Angiotensin II-pretreated Hucmscs Attenuate Inflammation and Reverse Pulmonary Fibrosis in SD Rat Lung

Abstract Background: Pulmonary fibrosis (PF) is an irreversible disease with a poor prognosis and a serious impact on patients' health. PF is also associated with COVID-19, especially in immunocompromised people. Herein, efforts have been made to treat PF using pretreatment of human umbilical cord mesenchymal stem cells (hucMSCs) with angiotensin II (Ang II) as a novel therapeutic method. Methods: PF model of Sprague Dawley (SD) rats were established by tracheal injection of bleomycin (BLM) (5U/Kg). On day 15 after modeling, PBS, hucMSCs or hucMSCs-Ang II were injected into tail vein. On the 23rd day after modeling, samples were taken and corresponding indexes were tested.Results: Our results first showed that Ang II pretreatment induced more hucMSCs to reach the injured lung and alleviated pulmonary fibrosis. Transplantation of hucMSCs-Ang II reduced inflammatory infiltration, increased IL-10 expression and enhanced macrophage matrix-metallopeptidase-9 (MMP-9) expression for collagen degradation.
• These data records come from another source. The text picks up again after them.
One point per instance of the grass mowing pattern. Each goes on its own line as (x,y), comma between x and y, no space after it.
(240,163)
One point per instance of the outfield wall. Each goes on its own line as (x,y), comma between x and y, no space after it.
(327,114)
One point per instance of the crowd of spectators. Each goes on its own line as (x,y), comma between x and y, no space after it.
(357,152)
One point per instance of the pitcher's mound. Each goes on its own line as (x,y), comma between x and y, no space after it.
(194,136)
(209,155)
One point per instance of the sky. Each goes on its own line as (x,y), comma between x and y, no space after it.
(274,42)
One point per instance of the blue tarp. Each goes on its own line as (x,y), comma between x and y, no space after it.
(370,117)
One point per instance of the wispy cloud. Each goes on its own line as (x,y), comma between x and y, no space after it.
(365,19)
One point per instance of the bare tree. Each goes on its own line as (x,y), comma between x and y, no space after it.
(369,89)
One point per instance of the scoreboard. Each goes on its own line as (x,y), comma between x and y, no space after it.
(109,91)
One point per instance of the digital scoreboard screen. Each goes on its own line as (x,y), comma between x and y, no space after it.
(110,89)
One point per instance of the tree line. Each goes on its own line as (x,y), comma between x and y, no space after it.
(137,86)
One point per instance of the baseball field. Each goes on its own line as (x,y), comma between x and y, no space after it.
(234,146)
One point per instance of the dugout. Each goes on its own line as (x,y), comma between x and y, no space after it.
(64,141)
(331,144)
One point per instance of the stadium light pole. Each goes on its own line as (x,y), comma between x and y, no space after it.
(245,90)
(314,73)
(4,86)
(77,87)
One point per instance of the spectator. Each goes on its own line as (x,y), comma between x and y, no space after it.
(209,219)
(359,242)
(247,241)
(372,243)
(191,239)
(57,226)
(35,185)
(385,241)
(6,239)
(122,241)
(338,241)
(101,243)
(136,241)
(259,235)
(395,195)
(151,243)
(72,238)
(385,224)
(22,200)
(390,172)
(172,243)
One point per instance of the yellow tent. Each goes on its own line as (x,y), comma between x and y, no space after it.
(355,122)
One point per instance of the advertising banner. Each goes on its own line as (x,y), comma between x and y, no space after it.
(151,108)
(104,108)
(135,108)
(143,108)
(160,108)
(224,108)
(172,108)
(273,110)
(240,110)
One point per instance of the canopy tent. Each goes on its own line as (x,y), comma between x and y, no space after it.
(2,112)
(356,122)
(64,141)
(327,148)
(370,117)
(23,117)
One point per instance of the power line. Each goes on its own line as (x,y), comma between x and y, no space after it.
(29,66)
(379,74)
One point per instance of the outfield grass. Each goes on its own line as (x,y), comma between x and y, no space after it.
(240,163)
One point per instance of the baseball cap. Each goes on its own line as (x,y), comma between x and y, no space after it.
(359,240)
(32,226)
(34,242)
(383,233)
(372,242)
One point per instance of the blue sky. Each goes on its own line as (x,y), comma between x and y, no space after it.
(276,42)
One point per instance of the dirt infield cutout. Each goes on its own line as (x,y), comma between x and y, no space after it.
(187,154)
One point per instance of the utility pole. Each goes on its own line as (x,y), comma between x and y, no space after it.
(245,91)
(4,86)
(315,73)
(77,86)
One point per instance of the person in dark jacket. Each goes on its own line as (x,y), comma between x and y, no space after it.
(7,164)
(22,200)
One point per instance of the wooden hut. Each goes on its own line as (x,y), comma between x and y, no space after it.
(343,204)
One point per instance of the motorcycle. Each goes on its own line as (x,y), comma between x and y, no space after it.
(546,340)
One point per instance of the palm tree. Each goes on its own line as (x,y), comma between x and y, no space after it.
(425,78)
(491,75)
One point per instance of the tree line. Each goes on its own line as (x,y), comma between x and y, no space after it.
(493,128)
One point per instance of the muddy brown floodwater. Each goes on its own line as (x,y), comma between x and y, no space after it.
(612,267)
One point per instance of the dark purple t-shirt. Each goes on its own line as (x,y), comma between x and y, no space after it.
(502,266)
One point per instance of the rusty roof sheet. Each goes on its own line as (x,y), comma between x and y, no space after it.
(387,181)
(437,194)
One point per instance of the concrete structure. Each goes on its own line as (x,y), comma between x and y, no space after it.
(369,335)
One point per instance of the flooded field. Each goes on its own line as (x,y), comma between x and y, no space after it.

Moreover, the Ang II-treated hucMSCs decreased hydroxyproline (HYP) and alpha-smooth muscle actin (α-SMA) expression in SD rats and promoted collagen and collagen fiber degradation.Conclusions: Ang II pretreatment enhanced the homing ability of hucMSCs, and hucMSCs-Ang II transplantation reversed PF by inhibiting inflammation and promoting collagen and collagen fiber degradation, promising its clinical application in the treatment of post-inflammatory PF caused by various disorders, including COVID-19 and related pneumonia.